The new criteria should enable doctors to tailor treatments for specific patients, and save lives.
Doctors have recently learned about an acute inflammatory syndrome that occurs in some COVID-19 patients. That inflammation can damage the lungs and other organs, and send the patient to the ICU.
They now have a set of standardized criteria to identify that syndrome, before the illness worsens.
Intermountain Healthcare researchers have developed an important new diagnostic tool to help clinicians diagnose hyperinflammatory syndrome.
Researchers from Intermountain Healthcare have developed important new diagnostic criteria to help clinicians accurately diagnose an acute inflammatory process that occurs in some patients with.. (1/
— Intermountain (@Intermountain) September 30, 2020
Dr. Brandon Webb, an infectious diseases physician at Intermountain was the principal investigator of the study.
“Right from the very earliest days of the pandemic, we recognized that some patients with COVID-19 develop an inappropriate and excessive inflammatory immune response,” he said.
That inflammation increases a patient’s risk of needing ventilator support and potentially dying.
Doctors did not have standardized criteria to identify this syndrome, so a team of specialists at Intermountain Healthcare, from various backgrounds, reviewed all of the knowledge that had been gathered on the syndrome, so far.
“We developed a set a diagnostic criteria, or a score if you will, which we have called the COVID-19 associated hyperinflammatory syndrome, or cHIS score,” said Webb.

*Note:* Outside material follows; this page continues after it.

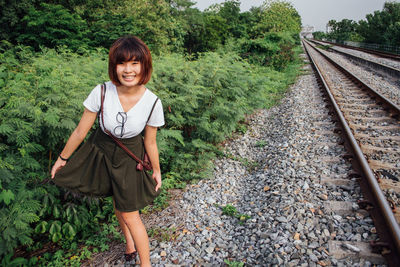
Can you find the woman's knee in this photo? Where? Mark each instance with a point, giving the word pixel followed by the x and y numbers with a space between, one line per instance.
pixel 131 217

This important new research finding is reported in today’s issue of the British medical journal, The Lancet Rheumatology, and is vital because it can help doctors identify patients with COVID-19 who are at risk of progressing to a more severe disease state before it happens. (3/
— Intermountain (@Intermountain) September 30, 2020
They applied the criteria to 299 patients admitted to the hospital with severe COVID-19. They found that patients who had two or more of the diagnostic criteria tended to have more severe disease and were at four times greater risk of needing a ventilator.
“We can actually assess the patient’s risk for having this dangerous hyperinflammatory syndrome right as they’re being admitted to the hospital,” said Webb.
The sooner doctors can identify that inflammatory syndrome, the sooner they are able to treat the condition before patients deteriorate.
“The score itself won’t necessarily save lives,” said the researcher. “But, what it does do is it will help us to target the right treatment to the right patient early.”
It will also lead to drug trials With a more specific target.
“Now, it’s time to spend more of our attention on more precise, personalized trials,” said Dr. Samuel Brown, a critical care physician at Intermountain and co-investigator on the study. “First, it will help us to design clinical trials targeting the patients for whom new drugs are most likely to work, and secondly, it allows us to now tailor our treatment strategy to give the right drugs to the right patients who are most likely to benefit.”
The new research finding is reported in Wednesday’s issue of the British medical journal, The Lancet Rheumatology.
While this diagnostic tool should help COVID-19 patients, both doctors emphasized that wearing masks and social distancing are still the most important steps we can all take to limit the spread of the virus.